L’employabilité ne se limite pas uniquement à la qualification académique, mais elle inclut également la capacité à s’adapter aux besoins changeants du marché du travail, à communiquer efficacement, à résoudre des problèmes, à travailler en équipe, à apprendre de nouvelles compétences. Et c’est justement cet aspect d’adaptation qui fait que des diplômés en science, des étudiants ayant la licence professionnelle, le master ou autre diplômés, se contentent d’un emploi qui les rend, à la limite, plus malheureux. 

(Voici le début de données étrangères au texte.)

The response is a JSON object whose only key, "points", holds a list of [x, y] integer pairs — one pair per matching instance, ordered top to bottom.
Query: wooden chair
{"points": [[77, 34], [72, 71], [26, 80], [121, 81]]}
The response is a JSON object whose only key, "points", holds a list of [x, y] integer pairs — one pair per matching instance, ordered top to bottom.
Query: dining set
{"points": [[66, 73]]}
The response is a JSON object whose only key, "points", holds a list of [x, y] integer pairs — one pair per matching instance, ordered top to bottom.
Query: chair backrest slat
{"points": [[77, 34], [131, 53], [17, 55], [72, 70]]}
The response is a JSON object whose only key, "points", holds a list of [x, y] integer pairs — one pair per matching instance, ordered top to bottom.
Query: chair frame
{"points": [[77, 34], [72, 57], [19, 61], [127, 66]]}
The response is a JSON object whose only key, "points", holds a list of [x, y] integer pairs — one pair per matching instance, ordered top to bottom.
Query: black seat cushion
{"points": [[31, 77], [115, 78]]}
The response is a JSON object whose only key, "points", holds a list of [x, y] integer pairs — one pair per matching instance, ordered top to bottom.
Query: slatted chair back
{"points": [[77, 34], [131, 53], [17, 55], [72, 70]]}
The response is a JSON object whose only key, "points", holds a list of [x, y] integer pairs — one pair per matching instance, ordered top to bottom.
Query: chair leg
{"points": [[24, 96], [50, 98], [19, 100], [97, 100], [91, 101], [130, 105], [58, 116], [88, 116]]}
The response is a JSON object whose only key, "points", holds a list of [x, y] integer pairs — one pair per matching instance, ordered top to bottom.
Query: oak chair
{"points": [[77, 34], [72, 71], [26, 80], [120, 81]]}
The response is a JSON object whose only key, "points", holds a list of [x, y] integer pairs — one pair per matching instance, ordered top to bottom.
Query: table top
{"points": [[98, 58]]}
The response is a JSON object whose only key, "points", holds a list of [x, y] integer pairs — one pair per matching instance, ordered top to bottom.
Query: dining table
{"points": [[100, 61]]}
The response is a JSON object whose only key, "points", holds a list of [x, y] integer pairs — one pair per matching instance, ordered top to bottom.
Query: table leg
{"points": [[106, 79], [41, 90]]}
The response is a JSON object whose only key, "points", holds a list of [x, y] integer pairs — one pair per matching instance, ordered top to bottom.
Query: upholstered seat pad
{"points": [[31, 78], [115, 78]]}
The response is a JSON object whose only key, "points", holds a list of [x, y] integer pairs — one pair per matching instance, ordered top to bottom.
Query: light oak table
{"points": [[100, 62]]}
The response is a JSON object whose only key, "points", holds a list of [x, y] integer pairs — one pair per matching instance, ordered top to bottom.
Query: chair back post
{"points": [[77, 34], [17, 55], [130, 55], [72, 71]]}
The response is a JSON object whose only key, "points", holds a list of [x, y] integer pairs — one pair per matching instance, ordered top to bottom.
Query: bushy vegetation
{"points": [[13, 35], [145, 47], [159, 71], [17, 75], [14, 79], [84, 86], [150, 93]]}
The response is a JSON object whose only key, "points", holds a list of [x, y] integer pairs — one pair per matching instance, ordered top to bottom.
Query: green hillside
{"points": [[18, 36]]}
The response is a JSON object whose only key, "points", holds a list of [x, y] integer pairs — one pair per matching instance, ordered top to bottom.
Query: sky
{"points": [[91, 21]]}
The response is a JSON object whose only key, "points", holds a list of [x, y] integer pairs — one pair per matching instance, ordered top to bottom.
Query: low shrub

Gabriel Boton, 32 ans, est en couple et est père de 2 enfants. Diplômé en science de langage et de la communication de l’Université d’Abomey-Calavi, Gabriel est aujourd’hui employé dans une cabine téléphonique à Akpakpa le Bélier, 1er arrondissement de Cotonou. Sa femme, ayant obtenu sa licence en géographie, occupe sa journée avec la vente ambulante des condiments.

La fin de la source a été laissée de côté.